お目通り
「桐丸、例の小姓の件じゃがな、山本のご主人様に聞いてみたぞ。」
父上が難しい顔をしてこう話した。
「それがな、やはりと言うか何と言うか、このような話は初めて聞いたということでな。やはり大友のお館様に直接聞いてみるのが一番良かろう、と言うことになった。」
「ありがたき幸せにございます。」
「ただし、じゃ。お館様に話をするにしてもな、家臣の分際ではな、余程のことがなければこのような相談を持ちかけるわけにはいかぬ。」
「そのためにはな、桐丸がそれほどの技量の持ち主かどうか確かめてみなければなるまい、と言うことになったのじゃ。」
「と、申しますと。」
「つまりな、今度日を改めてワシのご主人様に桐丸をお目通りさせるということになった。」
「そこで問題はじゃ、桐丸の器量とはそこまでのものなのか、ワシは男ゆえその辺りがよう分からんのじゃ。」
「もちろん、なかなかの美少年とは思うておるがの。信長様のお側に使えることができるほどの器量かどうかと言うのが分からんでの。」
「なにせ、ワシもこの豊後国宇目の山の中と、お館様のおられる大分の町しか見聞したことがないゆえな。その範囲内であれば間違いなく桐丸は抜きん出た美少年とは言えるとは思う。」
「じゃが天下は広いけんの。豊後では美少年でも、天下に行けば醜男ということもあるやもしれぬ。」
「あなた、桐丸は天下に出ても恥ずかしくない器量の持ち主だと母は思うております。」
「わたくしめが故郷の日向の国でもかような美少年はいませなんだ。豊後でも日向でも一番の器量となりますれば、天下に通ずる器量ということにはなりますまいか。」
母上は桐丸の技量に関しては殊の外自信があるようであった。
「だと良いのじゃが。

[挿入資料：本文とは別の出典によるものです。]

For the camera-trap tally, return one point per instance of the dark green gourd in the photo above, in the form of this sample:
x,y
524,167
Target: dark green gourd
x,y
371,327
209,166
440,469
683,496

そこを確かめるためにより多くの人に見てもろうた方がいいかと思うての。それで、お館様に直接御目通りのできるワシの主人様にも見てもらうたらどうじゃろうと思うたのじゃ。」
「分かりました。では日をあらためて父上のご主人様にお目通りを頂いて、私の器量を確かめて頂いて、お館様に相談させて頂くに十分かどうかを見極めて頂く、ということでよろしゅうございますか?」
「そういうことじゃ。さすが桐丸。剣術は今ひとつじゃが機転は効くのう。」
こうして桐丸は父上の主人に器量を確かめてもらうために面会する、という何とも珍妙な事態になった。
これが都なら物笑いのタネにでもなったことだろうが、ここは豊後の山奥のこと。皆、子息の将来の身の立て方の話ということで真剣そのものなのであった。